Einmalige Erfahrung für die Karlsfelder E-Junioren

Achtbar gegen die Großen vom FC Bayern geschlagen haben sich die Eintracht-E-Junioren. foto: hab

Dem zweiten Platz im Bezirksfinale hat der TSV Eintracht Karlsfeld einen guten fünften Rang im Finale des Merkur CUP folgen.

Vor rund zwei Wochen im Bezirksfinale in Heimstetten hatten Gerhard Stangl und Rainer Kirschner noch viel experimentiert. Das Trainerteam setzte viele Spieler seiner E-Jugendmannschaft ein und handelte sich einen schlechten Start ein und kam erst sehr spät ins Rollen. „Das haben wir heute nicht so gemacht wie beim letzten Mal“, sagte Stangl. Beim Merkur CUP-Finale in Unterhaching am vergangenen Samstag setzte der TSV zunächst auf das Stammpersonal, was zunächst wenig brachte. Der Gegner vom TSV 1860 München war schier zu übermächtig. Und die eigene Mannschaft zeigte sich vor der großen Kulisse von 1400 Zuschauern im Unterhachinger Sportpark zu nervös.

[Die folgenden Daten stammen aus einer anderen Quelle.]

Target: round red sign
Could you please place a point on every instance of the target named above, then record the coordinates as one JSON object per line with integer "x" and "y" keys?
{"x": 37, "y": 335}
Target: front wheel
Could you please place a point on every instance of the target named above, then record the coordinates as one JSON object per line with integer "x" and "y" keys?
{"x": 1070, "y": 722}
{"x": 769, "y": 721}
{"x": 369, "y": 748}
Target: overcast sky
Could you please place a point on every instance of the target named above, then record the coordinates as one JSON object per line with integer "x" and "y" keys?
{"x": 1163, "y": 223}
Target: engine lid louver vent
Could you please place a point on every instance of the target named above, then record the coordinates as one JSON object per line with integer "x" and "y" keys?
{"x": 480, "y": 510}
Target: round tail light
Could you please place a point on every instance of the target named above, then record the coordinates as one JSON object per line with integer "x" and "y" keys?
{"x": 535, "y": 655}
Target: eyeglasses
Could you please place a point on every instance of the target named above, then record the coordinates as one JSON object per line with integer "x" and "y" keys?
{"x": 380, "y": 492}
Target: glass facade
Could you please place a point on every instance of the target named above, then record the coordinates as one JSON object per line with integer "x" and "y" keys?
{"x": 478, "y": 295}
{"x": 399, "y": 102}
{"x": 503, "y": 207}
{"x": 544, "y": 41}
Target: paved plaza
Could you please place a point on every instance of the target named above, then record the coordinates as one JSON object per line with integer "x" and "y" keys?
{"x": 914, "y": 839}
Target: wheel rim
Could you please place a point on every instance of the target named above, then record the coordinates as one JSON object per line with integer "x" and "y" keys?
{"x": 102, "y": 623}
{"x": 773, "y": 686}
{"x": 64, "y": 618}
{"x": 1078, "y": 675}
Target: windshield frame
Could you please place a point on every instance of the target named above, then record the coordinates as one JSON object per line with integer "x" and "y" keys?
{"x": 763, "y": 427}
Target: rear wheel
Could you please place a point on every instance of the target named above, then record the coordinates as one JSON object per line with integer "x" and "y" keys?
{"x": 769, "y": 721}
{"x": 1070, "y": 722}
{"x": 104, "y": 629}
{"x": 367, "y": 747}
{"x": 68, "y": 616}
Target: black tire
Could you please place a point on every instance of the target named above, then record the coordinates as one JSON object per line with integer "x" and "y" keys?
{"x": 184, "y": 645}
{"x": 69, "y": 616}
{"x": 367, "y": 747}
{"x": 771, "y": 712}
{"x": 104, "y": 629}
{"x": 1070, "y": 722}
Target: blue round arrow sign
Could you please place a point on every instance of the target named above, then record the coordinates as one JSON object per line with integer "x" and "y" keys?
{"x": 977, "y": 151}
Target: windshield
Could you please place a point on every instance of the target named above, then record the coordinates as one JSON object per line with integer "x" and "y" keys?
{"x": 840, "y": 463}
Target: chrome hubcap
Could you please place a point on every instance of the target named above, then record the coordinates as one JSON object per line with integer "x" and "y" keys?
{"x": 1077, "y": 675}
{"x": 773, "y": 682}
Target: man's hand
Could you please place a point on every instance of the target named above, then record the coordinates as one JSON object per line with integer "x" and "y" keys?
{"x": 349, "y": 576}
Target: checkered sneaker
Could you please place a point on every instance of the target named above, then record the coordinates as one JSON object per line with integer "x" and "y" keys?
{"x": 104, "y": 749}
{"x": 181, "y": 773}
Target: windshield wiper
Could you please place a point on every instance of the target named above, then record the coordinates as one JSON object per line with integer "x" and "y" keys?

Das erste Spiel der Gruppe 2 verlor die Eintracht gegen die Münchner klar und deutlich mit 0:3. Bis auf einen Schuss von Janis Habschied war die Mannschaft gegen die kleinen Münchner Löwen, die am Ende das Finale gegen den Turniersieger vom FC Bayern mit 0:2 verloren, chancenlos.

Auch in der zweiten Partie gegen die Bayern war für den Karlsfelder Nachwuchs nichts zu machen.

Dem Löwen enteilt: Ardian Bashota zieht an einem 1860-Kicker vorbei. foto: frank

Gleich vier Mal schenkte Bayerns Torjäger Rudolf Schlosser dem TSV ein Tor ein. Aus Sicht des Trainerteams war es halbsowild, gegen die beiden späteren Finalisten ohne Torerfolg geblieben zu sein. „Sportlich ist gegen solch starke Mannschaften einfach nicht mehr drin. Es wäre ja auch schlimm, wenn es nicht so wäre“, sagte Stangl.

Im letzten Gruppenspiel gegen die SF Föching (0:0) reichte der Eintracht dann tatsächlich ein weiteres Spiel ohne einen eigenen Treffer zu Platz drei, da die punktgleichen Föchinger ein schlechteres Torverhältnis aufwiesen als der TSV.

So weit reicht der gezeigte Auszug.